Even without Regina in our camp, John wouldn’t budge. He had every intention of soldiering on with the suit, even when things started to look a lot less open-and-shut than they had at the beginning. We could have just accepted the settlement. Or not even bothered; God knows we didn’t need the compensation and, really, it wasn’t about the money anyway. We could have walked away, but John wanted the hospital to admit they had been remiss, he wanted them to apologize, and he was determined to see this through.

We were fighting on the side of the angels, after all. How could we lose?

But what we didn’t have was the ability to see what was right there in front of us. We were preoccupied with so many things. There are conversations that echo back to me even now, reminding me of how naive and trusting we were. And how our trust had been so thoroughly misplaced.

So yes, we could have taken the money and run, donated it perhaps to a charity that benefits deaf children. But we didn’t. And then one day we were given the news that there was no longer any money to run with. The hospital had withdrawn its bid to settle.

And that meant they had something on us. But what was there to know?

“If they’ve dug up some ‘dark secret’ on us, I want to know what it is!” This was John’s reaction upon learning that the hospital’s monetary offer was no longer on the table.

I was appalled. “What do they want to hear? That I shoplifted once when I was twelve? That I fall asleep in church?” Frankly, I’d be more concerned about my mother learning of those things than some judge.
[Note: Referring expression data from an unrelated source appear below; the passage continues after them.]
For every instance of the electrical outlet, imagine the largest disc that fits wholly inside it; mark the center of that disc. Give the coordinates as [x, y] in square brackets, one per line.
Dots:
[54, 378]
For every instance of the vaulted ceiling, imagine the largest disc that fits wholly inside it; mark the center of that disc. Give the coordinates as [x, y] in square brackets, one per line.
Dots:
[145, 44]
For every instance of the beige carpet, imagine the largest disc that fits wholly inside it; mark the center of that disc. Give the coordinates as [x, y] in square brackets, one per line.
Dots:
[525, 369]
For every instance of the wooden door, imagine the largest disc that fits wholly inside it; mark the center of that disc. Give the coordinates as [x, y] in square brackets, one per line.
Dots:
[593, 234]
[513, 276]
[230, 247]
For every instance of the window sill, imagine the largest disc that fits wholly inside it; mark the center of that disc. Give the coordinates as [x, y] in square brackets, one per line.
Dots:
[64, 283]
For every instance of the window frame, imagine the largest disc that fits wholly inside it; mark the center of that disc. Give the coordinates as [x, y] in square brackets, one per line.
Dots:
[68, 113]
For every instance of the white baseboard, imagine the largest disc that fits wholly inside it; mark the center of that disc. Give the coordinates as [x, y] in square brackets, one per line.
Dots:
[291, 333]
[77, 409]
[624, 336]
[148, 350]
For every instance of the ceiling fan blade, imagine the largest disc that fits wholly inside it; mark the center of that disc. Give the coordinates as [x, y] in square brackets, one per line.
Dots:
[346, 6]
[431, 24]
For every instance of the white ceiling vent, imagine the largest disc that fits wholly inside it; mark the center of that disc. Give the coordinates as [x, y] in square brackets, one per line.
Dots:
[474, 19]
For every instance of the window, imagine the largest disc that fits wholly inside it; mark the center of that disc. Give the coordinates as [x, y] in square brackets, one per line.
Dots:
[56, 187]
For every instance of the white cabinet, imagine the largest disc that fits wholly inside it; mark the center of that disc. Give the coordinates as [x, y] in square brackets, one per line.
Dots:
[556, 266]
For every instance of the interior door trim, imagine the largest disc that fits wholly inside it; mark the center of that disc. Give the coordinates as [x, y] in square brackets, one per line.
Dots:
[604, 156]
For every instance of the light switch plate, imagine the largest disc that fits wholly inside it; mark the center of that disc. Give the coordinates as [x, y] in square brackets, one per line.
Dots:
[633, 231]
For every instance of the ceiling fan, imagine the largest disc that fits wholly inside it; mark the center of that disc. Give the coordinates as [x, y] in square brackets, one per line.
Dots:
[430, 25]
My husband looked at me and there was something strange in his expression. It wasn’t doubt exactly, but it was close. “You’re sure there’s nothing bigger?”

I flinched. In nearly twenty years of marriage I’d never seen him look at me like that, and my response was visceral. His faith in me was being challenged. More damage done by the switch. More cartwheels on unsteady ground.

“I’m sure, John,” I told him firmly, then hesitated. “And you? Are you ‘sure’?”

This implication took him aback, as it had me when he’d used it. “What?”

I kept my voice level. “Any ‘dark secrets’ I should know about?”

Just saying those words aloud made me queasy, but if he had anything to tell me, I’d rather hear about it now, in his den, than in open court.

His answer did little to reassure me. “None that you should know about.”

To this day, I wonder what he meant by that, but at the time, I just couldn’t (as Bay might say) “go there.”

Ultimately we learned that the hospital’s little game of “I’ve got a secret” had to do with Regina and not us. John approached her about it, and she wrote it off as something pertaining to the DUI convictions she’d accrued back when she was drinking.